Did the Ukraine just put its joining the European Union (EU) oh hold over not wanting to protect its citizens from being fired because of their sexual orientation? After several warnings from the EU, it seems Ukraine did just that.
Even after the European Union reminded Ukraine that a visa-free regime would depend on the adoption of certain human rights bills, Ukraine’s parliament on Nov. 5 failed to pass a landmark bill on discrimination – a move that activists say may scare Europe off for years to come.
European Commission chief Jean-Claude Juncker spelled it all out for President Petro Poroshenko very clearly in a letter on Nov. 5. He reminded the Ukrainian president that there were certain prerequisites for approval of a visa-free regime with the EU: namely anti-corruption reforms and the adoption of legislation to prohibit discrimination in the work place on the basis of sexual orientation.
Far from being seen as a beacon of human rights victories, Ukraine has long struggled with a stigma against homosexuals, and the most recent gay rights protest over the summer ended in violence and bloodshed after homophobes attacked the march.
The attack was a stark reminder of the Soviet Union’s imprint on Ukraine. Homosexuality was a criminal offense in the USSR, and even after its collapse, “archaic” takes on the issue have maintained a tight grip on large portions of society, as the publicist and commentator Vitaly Portnikov said. The EU’s encouragement to change the Labor Code was a way to shed that skin and move closer to European norms.
The anti-discrimination bill submitted to parliament was prescribed in the EU-Ukraine Action Plan on visa liberalization. Not only did the legislation lay out protections for homosexuals; it also prohibited discrimination on the basis of skin color and religious belief.
But with a suspiciously large number of lawmakers absent during the vote and many abstentions, the bill failed to pass, with a mere 117 votes out of the required 226.
Political consultant Taras Beresovets said that even liberal lawmakers voted against, fearing that homophobic sentiment among voters might hurt their support.
Some lawmakers cited “Christian” or “conservative” values for their reluctance to vote for the anti-discrimination amendment to the Labor Code.
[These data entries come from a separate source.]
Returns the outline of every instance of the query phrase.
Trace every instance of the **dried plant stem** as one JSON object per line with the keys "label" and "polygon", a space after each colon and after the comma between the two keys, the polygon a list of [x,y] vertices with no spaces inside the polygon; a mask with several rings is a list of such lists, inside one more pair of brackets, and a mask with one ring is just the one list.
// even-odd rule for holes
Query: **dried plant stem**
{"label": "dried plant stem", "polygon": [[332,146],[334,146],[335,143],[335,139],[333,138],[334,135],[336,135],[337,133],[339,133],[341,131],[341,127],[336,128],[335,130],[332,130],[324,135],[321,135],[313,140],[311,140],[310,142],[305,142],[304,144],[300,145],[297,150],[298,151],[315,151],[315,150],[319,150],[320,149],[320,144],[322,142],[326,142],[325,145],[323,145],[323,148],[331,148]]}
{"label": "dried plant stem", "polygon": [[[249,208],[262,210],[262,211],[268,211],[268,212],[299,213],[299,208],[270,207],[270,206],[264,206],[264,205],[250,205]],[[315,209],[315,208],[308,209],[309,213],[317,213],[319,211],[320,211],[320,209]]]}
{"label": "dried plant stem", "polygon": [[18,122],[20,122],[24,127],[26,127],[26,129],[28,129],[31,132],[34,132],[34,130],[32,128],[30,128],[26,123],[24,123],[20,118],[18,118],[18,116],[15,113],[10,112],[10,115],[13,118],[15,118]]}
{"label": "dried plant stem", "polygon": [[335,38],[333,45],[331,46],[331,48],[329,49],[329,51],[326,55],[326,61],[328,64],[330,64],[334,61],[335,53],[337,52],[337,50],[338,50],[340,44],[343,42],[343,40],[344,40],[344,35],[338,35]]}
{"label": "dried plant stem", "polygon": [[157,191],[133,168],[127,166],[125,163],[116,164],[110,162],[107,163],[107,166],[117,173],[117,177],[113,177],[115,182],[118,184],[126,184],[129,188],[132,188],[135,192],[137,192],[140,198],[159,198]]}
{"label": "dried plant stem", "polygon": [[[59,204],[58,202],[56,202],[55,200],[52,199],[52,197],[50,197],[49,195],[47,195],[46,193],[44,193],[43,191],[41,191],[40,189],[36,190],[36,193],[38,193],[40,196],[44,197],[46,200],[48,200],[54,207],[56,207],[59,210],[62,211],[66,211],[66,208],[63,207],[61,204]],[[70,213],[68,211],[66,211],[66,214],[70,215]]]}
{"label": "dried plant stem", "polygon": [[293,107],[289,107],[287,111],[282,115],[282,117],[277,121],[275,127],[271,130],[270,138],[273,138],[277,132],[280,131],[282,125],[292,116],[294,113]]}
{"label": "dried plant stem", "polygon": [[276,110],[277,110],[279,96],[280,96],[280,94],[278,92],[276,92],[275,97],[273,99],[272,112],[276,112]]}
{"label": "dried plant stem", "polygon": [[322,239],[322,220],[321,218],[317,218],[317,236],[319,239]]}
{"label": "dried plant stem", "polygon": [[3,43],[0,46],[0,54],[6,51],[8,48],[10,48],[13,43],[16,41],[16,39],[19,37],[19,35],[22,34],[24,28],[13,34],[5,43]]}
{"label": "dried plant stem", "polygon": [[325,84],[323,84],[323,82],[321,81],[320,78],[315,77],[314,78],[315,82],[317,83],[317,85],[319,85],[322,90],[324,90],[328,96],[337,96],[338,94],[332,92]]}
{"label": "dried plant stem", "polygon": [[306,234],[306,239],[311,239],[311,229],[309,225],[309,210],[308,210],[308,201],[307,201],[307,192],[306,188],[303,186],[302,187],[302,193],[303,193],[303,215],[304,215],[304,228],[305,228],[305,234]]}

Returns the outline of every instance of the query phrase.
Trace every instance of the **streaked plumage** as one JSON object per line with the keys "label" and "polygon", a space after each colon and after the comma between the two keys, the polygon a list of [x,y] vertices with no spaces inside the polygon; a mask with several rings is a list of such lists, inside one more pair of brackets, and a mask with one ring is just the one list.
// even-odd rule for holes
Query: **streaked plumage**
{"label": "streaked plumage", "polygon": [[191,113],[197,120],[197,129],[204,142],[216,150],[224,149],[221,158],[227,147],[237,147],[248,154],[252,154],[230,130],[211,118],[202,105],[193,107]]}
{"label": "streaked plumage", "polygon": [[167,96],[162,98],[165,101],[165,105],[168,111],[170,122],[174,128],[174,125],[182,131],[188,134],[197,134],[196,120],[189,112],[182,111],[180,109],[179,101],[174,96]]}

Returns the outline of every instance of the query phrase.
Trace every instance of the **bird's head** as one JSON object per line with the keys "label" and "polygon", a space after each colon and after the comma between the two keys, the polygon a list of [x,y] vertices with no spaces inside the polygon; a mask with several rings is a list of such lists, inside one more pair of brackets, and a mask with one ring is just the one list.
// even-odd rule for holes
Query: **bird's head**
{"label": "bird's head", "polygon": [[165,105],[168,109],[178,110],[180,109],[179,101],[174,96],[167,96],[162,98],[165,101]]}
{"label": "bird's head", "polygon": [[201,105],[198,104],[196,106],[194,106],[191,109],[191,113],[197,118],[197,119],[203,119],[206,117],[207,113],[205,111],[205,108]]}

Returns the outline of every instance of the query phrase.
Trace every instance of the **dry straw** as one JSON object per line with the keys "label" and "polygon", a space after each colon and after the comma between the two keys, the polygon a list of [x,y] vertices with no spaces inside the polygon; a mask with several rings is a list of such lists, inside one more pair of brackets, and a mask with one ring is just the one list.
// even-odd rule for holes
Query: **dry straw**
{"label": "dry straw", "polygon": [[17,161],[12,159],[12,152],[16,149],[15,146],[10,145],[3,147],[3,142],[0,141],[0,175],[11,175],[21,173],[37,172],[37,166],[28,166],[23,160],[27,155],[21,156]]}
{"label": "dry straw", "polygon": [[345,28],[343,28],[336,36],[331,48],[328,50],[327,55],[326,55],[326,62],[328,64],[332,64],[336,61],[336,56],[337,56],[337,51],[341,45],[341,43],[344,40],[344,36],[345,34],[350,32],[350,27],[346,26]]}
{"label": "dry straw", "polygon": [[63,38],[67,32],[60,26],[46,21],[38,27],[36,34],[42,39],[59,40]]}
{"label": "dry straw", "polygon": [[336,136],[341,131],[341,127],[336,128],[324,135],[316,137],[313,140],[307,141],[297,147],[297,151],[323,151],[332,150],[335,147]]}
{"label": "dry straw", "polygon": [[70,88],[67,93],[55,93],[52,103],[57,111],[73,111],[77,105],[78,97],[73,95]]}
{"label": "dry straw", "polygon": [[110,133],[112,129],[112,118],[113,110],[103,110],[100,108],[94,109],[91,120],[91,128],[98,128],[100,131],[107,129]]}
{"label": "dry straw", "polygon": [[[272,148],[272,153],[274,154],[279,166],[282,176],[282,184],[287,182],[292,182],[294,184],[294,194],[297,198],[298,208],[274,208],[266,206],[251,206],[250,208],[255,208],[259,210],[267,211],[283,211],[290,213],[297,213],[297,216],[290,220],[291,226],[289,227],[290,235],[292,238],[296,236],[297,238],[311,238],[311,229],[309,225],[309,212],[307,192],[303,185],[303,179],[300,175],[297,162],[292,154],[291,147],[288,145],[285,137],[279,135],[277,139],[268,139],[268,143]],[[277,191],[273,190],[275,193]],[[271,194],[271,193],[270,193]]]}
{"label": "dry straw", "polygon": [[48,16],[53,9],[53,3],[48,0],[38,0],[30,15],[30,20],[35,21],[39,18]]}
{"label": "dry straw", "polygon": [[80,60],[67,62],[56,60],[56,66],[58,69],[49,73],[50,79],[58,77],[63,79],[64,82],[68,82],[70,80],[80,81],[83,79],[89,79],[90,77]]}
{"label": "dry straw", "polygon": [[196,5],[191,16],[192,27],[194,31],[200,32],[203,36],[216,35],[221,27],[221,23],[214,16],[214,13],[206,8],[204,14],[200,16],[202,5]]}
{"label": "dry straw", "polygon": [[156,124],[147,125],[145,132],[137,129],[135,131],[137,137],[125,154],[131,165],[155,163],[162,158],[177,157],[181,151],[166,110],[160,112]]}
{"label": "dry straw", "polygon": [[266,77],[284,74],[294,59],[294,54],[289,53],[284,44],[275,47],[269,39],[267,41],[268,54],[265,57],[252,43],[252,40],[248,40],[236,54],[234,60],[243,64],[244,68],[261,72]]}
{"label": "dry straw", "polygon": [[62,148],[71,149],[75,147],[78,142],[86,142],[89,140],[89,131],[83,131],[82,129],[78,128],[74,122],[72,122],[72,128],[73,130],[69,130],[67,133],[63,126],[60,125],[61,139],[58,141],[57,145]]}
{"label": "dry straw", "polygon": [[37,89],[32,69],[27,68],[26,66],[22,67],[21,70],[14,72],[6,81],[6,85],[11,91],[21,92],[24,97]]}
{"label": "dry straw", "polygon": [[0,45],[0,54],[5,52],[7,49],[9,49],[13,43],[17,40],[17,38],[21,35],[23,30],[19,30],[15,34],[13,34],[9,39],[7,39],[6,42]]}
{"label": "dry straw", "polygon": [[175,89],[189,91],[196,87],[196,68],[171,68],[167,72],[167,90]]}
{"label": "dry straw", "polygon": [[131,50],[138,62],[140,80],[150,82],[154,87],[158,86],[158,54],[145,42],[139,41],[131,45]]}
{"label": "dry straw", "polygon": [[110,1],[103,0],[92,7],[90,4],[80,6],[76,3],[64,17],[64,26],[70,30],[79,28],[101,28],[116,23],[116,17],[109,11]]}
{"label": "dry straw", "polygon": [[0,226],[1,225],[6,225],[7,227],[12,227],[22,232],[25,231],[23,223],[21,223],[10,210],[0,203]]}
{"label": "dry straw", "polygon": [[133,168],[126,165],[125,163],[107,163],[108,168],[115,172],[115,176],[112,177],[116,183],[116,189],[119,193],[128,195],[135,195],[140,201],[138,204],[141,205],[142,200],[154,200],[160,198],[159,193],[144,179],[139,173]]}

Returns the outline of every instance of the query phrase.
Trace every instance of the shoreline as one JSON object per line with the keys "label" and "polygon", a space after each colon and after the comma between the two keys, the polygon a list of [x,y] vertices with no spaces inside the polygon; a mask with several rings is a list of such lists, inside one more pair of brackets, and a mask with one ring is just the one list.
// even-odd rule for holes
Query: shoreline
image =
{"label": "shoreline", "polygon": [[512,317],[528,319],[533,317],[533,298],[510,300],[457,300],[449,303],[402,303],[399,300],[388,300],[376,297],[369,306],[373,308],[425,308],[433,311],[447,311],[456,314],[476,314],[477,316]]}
Some argued that approval of the bill would lead to the legalization of gay marriage – a claim that drew indignation from gay rights and human rights activists.
“Lawmakers chose homophobia over a visa-free regime,” said Bogdan Globa, an activist and aide to the head of the parliament’s committee on human rights.
While he was not surprised by the decision, Globa said, he was “shocked by the level of deceit and manipulation” in lawmakers’ arguments.
“When they explained their votes against, they said that the bill could lead to legalization of gay marriages. Yet this anti-discrimination norm is part of the Labor Code, it’s in an entirely different sphere,” he said.
“We’ve really (wasted) our chance of a visa-free regime, because it would be impossible to adopt a new Labor Code now, over such a short period of time,” he told the Kyiv Post.
Zoryan Kis of Amnesty International Ukraine agreed that parliament’s decision would likely prove detrimental to the visa-free regime.
“This was one of the simplest tasks to fulfill (in the action plan from the EU). It wasn’t hurting somebody’s corrupt interests or providing biometric passports, all it required was that lawmakers vote for this one bill. It was so easy. And yet they couldn’t do it because of their own fear,” Kis said.
According to him, the bill’s rejection was not just a sign of homophobia among lawmakers, but also of a lingering Soviet mentality.
The European Union had set requirements for Ukraine as far back as 2010, years before the EuroMaidan Revolution and subsequent war with Russia that turned the country’s economy upside down. But the amendments had taken on new importance in light of Ukraine’s determination to move closer to the EU.
There was resistance to the bill from the get-go, however, with some lawmakers having asked the EU in September 2013 to waive the anti-discrimination requirement.
David Stulik, a spokesperson for the EU in Kyiv, told the Kyiv Post that the recommendations for Kyiv had been very “clear” in the action plan, hinting that the bill’s rejection could jeopardize visa-free regime plans. – kyivpost.com
We should not be quick to judge Ukraine for we don't even have such laws protecting our citizens here in the United States. Red, once again, is not a good political color.
Where do they go next? If the EU stated human rights laws need to be passed, does the Ukraine slip even further toward Russia?